Casinos take losses to due to alleged fraud very seriously. First of all, nobody likes to lose money due to fraudulent activity. More importantly, casinos will go after offenders to the full extent of the law as a way to deter future attempts by other patrons that are intent on trying to win money through fraudulent means.
Indeed, there was an update on the current legal battle between the Borgata Casino in Atlantic City and famous card player Phil Ivey. The Borgata filed a cross-appeal against Ivery in the United States Court of Appeals for the Third Circuit on Thursday, Sept. 27. The purpose of the cross-appeal is to seek the higher court’s examination and ultimate opinion on “each and every ruling adverse to Borgata” that was handed down by the New Jersey District Court in late 2016.
Why Is Borgata Casino Raising the Stakes Against Phil Ivey?
The issue between Borgata and Ivey goes back to a court filing in 2014. The biggest casino in Atlanta City alleged that Ivey and a playing partner committed fraud while also engaging in a RICO enterprise in the act of playing baccarat in a number of sessions in 2012. These actions caused Borgata “ascertainable economic damages” according to the original lawsuit. The casino sought damages totaling nearly $30 million.
Ivey’s partner was Cheung Yin “Kelly” Sun. In a direct quote from this post, the casino’s stance was that “Ivey and Sun participated in a RICO enterprise in violation of federal law when they transferred money that was the proceeds of their fraud against Borgata to a foreign bank account in Mexico, in violation of the federal wire fraud and anti-money laundering statures.”

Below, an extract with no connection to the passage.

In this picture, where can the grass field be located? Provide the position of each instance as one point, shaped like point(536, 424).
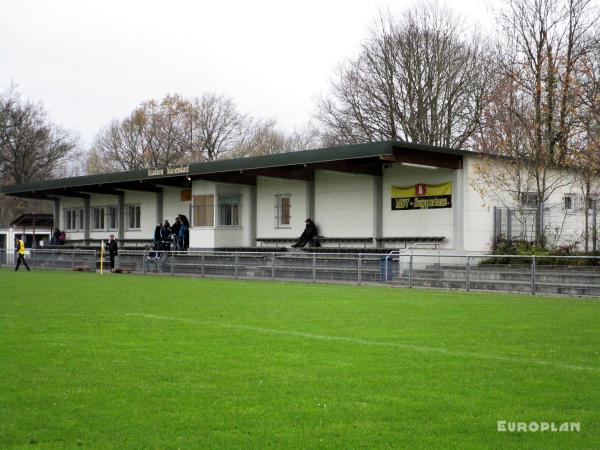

District Court Judge Noel Hillman did not see this matter the same way and ruled that Ivey and Sun did not commit fraud nor violate RICO acts at the state and federal levels. He did admit that the two did breach their contract with Borgata by playing Baccarat. The judge awarded the Borgata $10.1 million in the dispute. This included the money that Ivey had won playing craps with the money he has originally won at the baccarat table.
· Borgata Casino Presses Accusations On Phil Ivey & Kelly Sun Appeal
Did Phil Ivey Defraud The Borgata?
As part of his 30-page opinion, Hillman added, “It is axiomatic that a breach of contract alone is not fraud. Nor does every act of deceit meet the elements of fraud. Fraud, whether as codified or at common law, requires a higher showing. Ivey and Sun did not defraud Borgata in the legal sense, just as a football team that runs a pass play instead of a running play does not defraud the other team…their conduct was far from admirable, but fraud requires more.”
Ivey appealed the original $10.1 million judgments in late August of this year. The lower court previously ruled that Borgata can take proper means to secure the money owed from this judgment while the Third Circuit works its way through the appeal process. According to Borgata’s legal team, it is unlikely that the Third Circuit will reverse the original decision either way.